Photo Gallery: 50th anniversary of the first U.S. manned space flight
May 5, 2011 — NASA commemorated today the 50th anniversary of the first U.S. manned space flight with a time-synchronized multimedia replay of the 15-minute suborbital mission at the same Cape Canaveral launch pad that was used by the late astronaut Alan B. Shepard Jr. on May 5, 1961.
The audio-and-video presentation, which was shown on a Jumbotron situated near an 80-foot replica of Shepard's launch vehicle, was timed so it would coincide with Mercury-Redstone 3's mission milestones, in particular the exact moment of liftoff and splashdown — 9:34 a.m. and 9:49 a.m. EDT, respectively.
The ceremony honored the NASA and contractor workers who made the Mercury Project possible and the influence that the success of the program has had on the country.
Above: A Jumbotron set up at Cape Canaveral Air Force Station's Launch Complex-5 plays back the launch of Alan Shepard, America's first astronaut in space, aboard Mercury-Redstone 3. The audio and video was timed to coincide with the events 50 years ago.
Above: Veteran NBC journalist Jay Barbree (left), the only reporter to witness all U.S. manned launches, and Original Mercury 7 astronaut Scott Carpenter watch the replay of Alan Shepard's launch.
Above: Kennedy Space Center director Bob Cabana, Lieutenant General Susan Helms, former commander of the 45th Space Wing, and NASA Administrator Charles Bolden — all three former astronauts — watch the replay of Shepard's 1961 flight.
Above: "I remember every time he spoke, he always gave credit to everyone in NASA who built the good ships that brought him home to us safely," said Shepard’s daughter Laura Churchley, who spoke alongside her sisters Alice Wackermann and Julie Jenkins.

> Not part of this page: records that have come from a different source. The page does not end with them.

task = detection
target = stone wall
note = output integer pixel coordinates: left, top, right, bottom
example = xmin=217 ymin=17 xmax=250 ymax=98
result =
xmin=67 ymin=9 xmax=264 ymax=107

Above: Master of Ceremonies for today's ceremony Hugh Harris, former director of public affairs at Kennedy Space Center, with Cabana.
Above: "It was an intense countdown. Everybody had their job. There was no joking around," said former chief test conductor Bob Moser, seen here with Barbree. "But we enjoyed it, and it worked. Congratulations to all of us. We were a great team."
Above: "It's an honor to share this day with so many people who helped NASA pioneer human spaceflight and enable the agency's many accomplishments throughout our existence," Bolden said. "I salute all of you."
Above: From left to right: Former Director of Public Affairs Hugh Harris; Alan Shepard's daughters Alice Wackermann, Julie Jenkins and Laura Churchley; Former Chief Public Information Officer Jack King; Former Chief Test Conductor Bob Moser; Veteran journalist Jay Barbree; Mercury astronaut Scott Carpenter; Kennedy Space Center director Bob Cabana, Lieutenant General Susan Helms, 14th Air Force; and NASA Admininstrator Charles Bolden.
Above: More than 100 former workers from the Mercury era were in attendance at the Mercury-Redstone 3 50th anniversary ceremony.